Your little cutie looks a lot like the baby bristlenoses at the fish store where we bought our longfin bristlenose. They occasionally get some of the names right (however rare that may be) and it looks like this is one of those times. Very, Very cute! And we love ours, she's just about everywhere during the day, unless like most other species of pleco (who are mostly nocturnal)

Also, ours is about 3" and is just now getting bristles.


----------



## Kithy (Nov 21, 2012)

Thank goodness, I worry all the time. I can't believe how much she grew in just a few short months. My husband was curious about that but I think it's cause she went from the tiny 10 at the pet store to a 55 here. She's just got those two little bristles at the top of her head which is why I think she's a girl.


When we brought her home :lol: so tiny.


----------



## Skyewillow (Dec 28, 2012)

They won't quite grow into their bristles until later, and there's supposedly a ridge on the males' noses that isn't present on the females. But it's hard to see at a small size. Some females get a few bristles, but if it starts looking like Davy Jones from Pirates of the Caribbean, it's pretty safe to assume that your fish is a boy


----------



## Kithy (Nov 21, 2012)

Skyewillow said:


> They won't quite grow into their bristles until later, and there's supposedly a ridge on the males' noses that isn't present on the females. But it's hard to see at a small size.

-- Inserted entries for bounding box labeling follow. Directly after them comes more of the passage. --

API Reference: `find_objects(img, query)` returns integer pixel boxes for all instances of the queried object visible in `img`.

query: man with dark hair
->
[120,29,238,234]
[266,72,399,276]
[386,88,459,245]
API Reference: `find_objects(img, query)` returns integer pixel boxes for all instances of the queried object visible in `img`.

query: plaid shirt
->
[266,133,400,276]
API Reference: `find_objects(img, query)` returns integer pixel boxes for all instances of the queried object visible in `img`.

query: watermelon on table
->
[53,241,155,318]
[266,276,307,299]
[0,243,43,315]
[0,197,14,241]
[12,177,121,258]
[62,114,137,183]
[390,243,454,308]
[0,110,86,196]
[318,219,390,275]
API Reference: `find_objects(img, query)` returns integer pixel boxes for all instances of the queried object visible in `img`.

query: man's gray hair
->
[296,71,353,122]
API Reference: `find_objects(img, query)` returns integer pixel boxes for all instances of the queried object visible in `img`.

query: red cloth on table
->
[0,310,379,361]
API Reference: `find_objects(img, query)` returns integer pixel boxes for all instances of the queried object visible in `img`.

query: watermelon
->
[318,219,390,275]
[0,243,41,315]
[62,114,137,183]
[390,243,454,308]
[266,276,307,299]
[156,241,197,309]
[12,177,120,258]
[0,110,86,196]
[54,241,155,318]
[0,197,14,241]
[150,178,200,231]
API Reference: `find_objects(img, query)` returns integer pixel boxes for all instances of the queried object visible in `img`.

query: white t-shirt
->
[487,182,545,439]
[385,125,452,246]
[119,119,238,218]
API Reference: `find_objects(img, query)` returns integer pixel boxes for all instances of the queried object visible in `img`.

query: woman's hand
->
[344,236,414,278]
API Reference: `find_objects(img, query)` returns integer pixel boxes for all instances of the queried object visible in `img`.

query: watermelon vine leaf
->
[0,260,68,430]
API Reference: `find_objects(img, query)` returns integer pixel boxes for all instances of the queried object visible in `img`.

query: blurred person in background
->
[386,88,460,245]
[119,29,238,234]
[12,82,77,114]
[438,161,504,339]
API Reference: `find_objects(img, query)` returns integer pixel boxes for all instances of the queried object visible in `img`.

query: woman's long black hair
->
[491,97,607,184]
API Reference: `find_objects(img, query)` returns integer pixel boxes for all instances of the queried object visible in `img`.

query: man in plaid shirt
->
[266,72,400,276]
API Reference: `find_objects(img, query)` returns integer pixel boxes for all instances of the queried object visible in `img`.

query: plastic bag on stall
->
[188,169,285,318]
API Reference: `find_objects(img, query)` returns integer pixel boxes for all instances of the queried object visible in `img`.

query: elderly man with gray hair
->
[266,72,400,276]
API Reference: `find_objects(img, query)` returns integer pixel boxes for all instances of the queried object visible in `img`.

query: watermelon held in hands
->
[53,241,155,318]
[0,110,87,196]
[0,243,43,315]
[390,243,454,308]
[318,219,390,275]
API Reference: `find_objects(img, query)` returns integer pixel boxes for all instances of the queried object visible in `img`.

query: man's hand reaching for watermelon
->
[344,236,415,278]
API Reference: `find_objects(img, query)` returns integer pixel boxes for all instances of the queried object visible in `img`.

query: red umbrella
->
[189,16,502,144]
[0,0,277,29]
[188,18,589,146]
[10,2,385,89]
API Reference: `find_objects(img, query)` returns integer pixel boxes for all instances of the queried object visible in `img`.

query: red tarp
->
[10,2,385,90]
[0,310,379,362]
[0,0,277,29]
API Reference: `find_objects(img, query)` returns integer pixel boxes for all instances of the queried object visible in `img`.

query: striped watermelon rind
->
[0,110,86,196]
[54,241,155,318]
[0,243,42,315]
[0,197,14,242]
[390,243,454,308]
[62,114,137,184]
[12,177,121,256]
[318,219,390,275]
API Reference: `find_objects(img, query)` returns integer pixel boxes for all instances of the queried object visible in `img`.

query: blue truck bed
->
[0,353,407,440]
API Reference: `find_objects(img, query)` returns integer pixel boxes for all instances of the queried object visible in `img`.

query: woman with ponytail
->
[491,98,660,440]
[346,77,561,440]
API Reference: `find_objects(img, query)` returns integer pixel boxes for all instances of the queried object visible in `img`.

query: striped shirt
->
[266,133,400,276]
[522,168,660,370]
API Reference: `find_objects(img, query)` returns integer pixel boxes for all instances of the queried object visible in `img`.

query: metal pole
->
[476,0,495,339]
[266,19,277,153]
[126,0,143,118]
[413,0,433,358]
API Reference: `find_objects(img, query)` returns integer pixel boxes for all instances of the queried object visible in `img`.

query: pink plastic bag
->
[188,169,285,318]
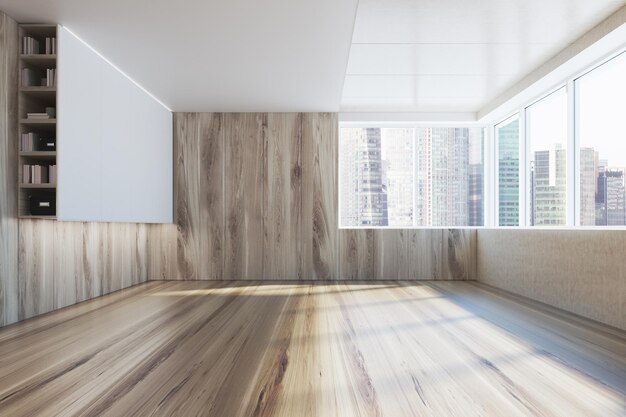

Some females get a few bristles, but if it starts looking like Davy Jones from Pirates of the Caribbean, it's pretty safe to assume that your fish is a boy


xD Yes I saw some of the extreme BN pics and I was like HOLY COW. Davy Jones is a perfect image to go with that xD


----------



## Skyewillow (Dec 28, 2012)

That was how I explained it to my non-fishkeeping dad! lol


----------



## Skyewillow (Dec 28, 2012)

I had to zoom in on your picture to see her! LOL

What did you name her? Our toddler named ours "Boo".


----------



## Kithy (Nov 21, 2012)

Eureka like the vacuum company xD She was so little when we first got her I was scared the goldies might nom her but she holds her own and has her own log now that she loves.


----------



## Skyewillow (Dec 28, 2012)

Same with Boo. I really prefer them to the other commercially available species. Mostly because of their size, but I also love those gnarly noses!


----------



## Kithy (Nov 21, 2012)

They're really unique compared to commons. I chose them for the size but really just adoring them.


----------



## Skyewillow (Dec 28, 2012)

they're so much more active during the day too


----------



## Kithy (Nov 21, 2012)

They really are! Mine likes to pop around the whole mopani log all day long and stick on the sides at night. She's getting a bit less skittish too.


----------



## Skyewillow (Dec 28, 2012)

Yay!


----------